Tehran Taboo
Tehran Taboo. Pari, Elias and Sara in a Restaurant

Ali Soozandeh’s Tehran Taboo is an animated dramatic feature that juggles multiple stories to explore the sexual double-standard behind the hypocrisy of life in contemporary Iran.  Living in exile in Germany since age 25, Iranian-born Soozandeh cannily uses animation to solve the problem of not being able to film in Tehran.

Kino Lorber will release Tehran Taboo on Wednesday, February 14, at New York’s Film Forum; in San Francisco, CA, on March 2 (Roxie Theatre) and in Los Angeles, CA, on March 9 (at Laemmle’s Town Center 5 and Music Hall 3).
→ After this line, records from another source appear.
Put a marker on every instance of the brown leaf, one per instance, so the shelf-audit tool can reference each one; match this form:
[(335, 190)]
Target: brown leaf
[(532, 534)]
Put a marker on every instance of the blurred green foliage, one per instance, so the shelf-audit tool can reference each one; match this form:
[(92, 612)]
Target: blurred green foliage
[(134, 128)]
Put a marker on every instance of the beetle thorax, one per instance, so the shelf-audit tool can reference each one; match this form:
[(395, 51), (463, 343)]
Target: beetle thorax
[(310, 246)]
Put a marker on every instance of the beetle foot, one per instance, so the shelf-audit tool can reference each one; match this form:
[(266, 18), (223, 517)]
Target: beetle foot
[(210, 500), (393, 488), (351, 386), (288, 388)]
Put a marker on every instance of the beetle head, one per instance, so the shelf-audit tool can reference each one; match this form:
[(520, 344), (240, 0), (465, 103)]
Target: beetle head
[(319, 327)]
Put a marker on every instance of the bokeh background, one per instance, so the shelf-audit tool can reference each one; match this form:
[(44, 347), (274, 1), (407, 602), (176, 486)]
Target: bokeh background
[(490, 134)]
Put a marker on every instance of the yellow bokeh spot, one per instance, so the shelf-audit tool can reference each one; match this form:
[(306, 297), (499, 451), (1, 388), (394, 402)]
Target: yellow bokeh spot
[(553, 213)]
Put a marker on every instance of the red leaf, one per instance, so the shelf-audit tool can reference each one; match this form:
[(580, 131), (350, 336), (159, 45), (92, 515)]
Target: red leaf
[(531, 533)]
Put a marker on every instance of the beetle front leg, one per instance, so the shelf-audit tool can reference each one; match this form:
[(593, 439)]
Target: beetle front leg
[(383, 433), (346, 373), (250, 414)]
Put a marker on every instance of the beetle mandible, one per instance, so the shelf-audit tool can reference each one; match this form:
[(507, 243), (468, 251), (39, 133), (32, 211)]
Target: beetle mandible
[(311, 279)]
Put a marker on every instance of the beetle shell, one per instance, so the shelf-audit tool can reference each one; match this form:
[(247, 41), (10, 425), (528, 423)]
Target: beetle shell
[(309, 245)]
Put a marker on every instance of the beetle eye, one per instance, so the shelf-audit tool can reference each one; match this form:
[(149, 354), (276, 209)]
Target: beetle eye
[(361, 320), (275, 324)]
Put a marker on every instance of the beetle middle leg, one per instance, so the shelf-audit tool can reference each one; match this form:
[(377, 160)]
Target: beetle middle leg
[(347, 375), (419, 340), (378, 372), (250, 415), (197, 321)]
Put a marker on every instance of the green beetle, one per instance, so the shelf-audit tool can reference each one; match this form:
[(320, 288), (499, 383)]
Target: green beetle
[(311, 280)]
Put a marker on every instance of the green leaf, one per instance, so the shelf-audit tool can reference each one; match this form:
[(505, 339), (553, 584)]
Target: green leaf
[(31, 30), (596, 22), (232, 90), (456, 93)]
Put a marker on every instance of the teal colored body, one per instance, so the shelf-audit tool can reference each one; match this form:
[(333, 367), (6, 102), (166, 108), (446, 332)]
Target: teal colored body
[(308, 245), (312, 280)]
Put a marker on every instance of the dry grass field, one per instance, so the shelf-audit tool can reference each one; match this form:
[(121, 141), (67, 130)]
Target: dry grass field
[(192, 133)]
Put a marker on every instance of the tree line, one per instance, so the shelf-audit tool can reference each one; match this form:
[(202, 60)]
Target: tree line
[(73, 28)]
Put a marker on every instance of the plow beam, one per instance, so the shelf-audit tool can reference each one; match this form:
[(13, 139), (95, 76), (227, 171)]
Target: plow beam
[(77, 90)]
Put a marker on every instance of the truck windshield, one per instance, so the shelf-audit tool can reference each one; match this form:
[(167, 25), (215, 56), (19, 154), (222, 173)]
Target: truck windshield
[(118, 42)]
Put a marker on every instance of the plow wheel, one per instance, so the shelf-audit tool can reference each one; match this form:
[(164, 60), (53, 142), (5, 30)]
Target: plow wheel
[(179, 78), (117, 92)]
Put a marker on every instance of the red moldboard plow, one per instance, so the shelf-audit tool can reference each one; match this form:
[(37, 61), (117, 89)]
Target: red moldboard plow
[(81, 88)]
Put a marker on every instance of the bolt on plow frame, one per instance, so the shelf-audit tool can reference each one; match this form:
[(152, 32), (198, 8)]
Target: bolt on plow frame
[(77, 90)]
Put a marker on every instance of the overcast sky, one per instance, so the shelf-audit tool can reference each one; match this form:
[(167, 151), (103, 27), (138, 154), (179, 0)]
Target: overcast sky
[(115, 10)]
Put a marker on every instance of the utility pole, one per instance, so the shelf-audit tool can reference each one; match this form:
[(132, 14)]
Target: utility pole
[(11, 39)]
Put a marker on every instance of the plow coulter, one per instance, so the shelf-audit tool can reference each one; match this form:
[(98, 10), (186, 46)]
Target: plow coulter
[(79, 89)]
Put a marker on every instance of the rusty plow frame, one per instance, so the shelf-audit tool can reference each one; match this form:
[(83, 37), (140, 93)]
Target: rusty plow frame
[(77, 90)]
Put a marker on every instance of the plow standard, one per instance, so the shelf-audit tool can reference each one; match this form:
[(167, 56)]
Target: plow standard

The film had its world premiere at the prestigious Cannes Critics’ Week before segueing to a competition slot at the Annecy Intl. Animated Film Festival.

Blending multiple narratives into a complex picture of contemporary life in Iran’s most populous city, Tehran Taboo follows a young woman in need of an operation to “restore” her virginity; a divorce judge (in the Islamic Revolutionary Court) who extorts favors from a prostitute; a pregnant woman desperate to work for a living so she may live independently; and young women (purportedly virgins) being sold to Dubai for large sums of money.

The result is a complicated portrait of a social order in which women are at the bottom rung of a ladder built on religion, the law, and plain old misogyny.